Team Oriented Tokenizing

Tuesday, October 12, 2004

The trouble with the strtok routine is that it uses per-process data to keep track of the tokenizing: if you call some other code after the first call to strtok, you can never be sure that this code won't start a tokenizing session of its own, invaliding you sequence.

But I'm not calling any other code while using strtok!

But someone else who's calling your code may be in the middle of tokenizing party - then, that someone has the problem.

So what, it's her problem if she calls code that she doesn't control! RTM!

It's this kind of response that gives me the creeps. Shed some blame, and everything's all right if it's not your fault. Or, to put it more favouribly, if you understand the problem, it's just about solved. True, but the point is not to have an intellectual exercise in API mastery, but to avoid problems in the first place. The source of a bug is rarely so obvious when all you've got is a core dump on the customer's MVS machine.

So let's find an alternative to strtok. You could use some library to split a string into a list. But such a list would be allocated dynamically, which means you have to take care to clean it up (especially during error conditions).
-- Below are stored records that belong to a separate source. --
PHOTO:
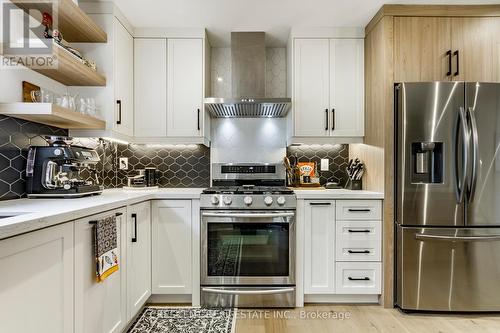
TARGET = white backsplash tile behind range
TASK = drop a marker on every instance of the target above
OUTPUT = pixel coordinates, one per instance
(256, 140)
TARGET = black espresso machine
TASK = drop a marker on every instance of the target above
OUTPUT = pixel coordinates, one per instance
(61, 170)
It's also less efficient.

Since I love macro wars (tongue-in-cheek), here's a first try of using just the stack for a recursion-safe tokenizer loop:

#define TOKENS_FOREACH(SZCUR, SIZECUR, STRING, SEP)                 \
{                                                                   \
  char * __psz = (STRING);                                          \
  char * __pTmp = NULL;                                             \
  while(*__psz == (SEP))                                            \
    __psz++;                                                        \
  __pTmp = strchr(__psz, (SEP));                                    \
  if(NULL == __pTmp && strlen(__psz) > 0)                           \
    __pTmp = __psz + strlen(__psz);                                 \
  while(__pTmp != NULL)                                             \
  {                                                                 \
    char SZCUR [ SIZECUR ] = {0};                                   \
    if((__pTmp - __psz) >= (SIZECUR))                               \
    {                                                               \
      fprintf(stderr, "TOKENS_FOREACH: "                            \
              "Buffer too small: size <%d>, token length <%d>\n.",  \
              (SIZECUR), __pTmp - __psz);                           \
      break;                                                        \
    }                                                               \
    strncpy(SZCUR, __psz, __pTmp - __psz);                          \
    SZCUR[__pTmp - __psz] = '\0';                                   \
    {                                                 /* end macro */

#define TOKENS_FOREACH_END(SEP)                                     \
    }                                                               \
    while(*__pTmp == (SEP))                                         \
      __pTmp++;                                                     \
    if(*__pTmp != '\0')                                             \
    {                                                               \
      __psz = __pTmp;                                               \
      __pTmp = strchr(__psz, (SEP));                                \
      if(NULL == __pTmp)                                            \
        __pTmp = __psz + strlen(__psz);                             \
    }                                                               \
    else                                                            \
      __pTmp = NULL;                                                \
  }                                                                 \
}                                                     /* end macro */

You may object to the use of macros to introduce new control-flow elements, but I'd say in this case it's worth it. Note that you might want to adjust the error handling to your standards. Note that the thing only works with one separator charactor. You can use these macros like this:

TOKENS_FOREACH(szCur, 100, pszString, ' ')
{
  printf("%s\n", szCur);
}
TOKENS_FOREACH_END

How do we test the macros? To me, the most important thing when testing (and not just when testing) is to look left and right and consider as many cases as possible. One such case are NULL-pointers for the STRING parameter; the macros don't handle these. Otherwise, we should test empty strings, strings with leading and trailing separator chars, tokens separated by more than one separator, one-element strings:

""
"  "
" A"
"A "
" A "
"A"
"A B"
"A  B"
" A   B  C D"

It's these "special cases" that most often don't get tested.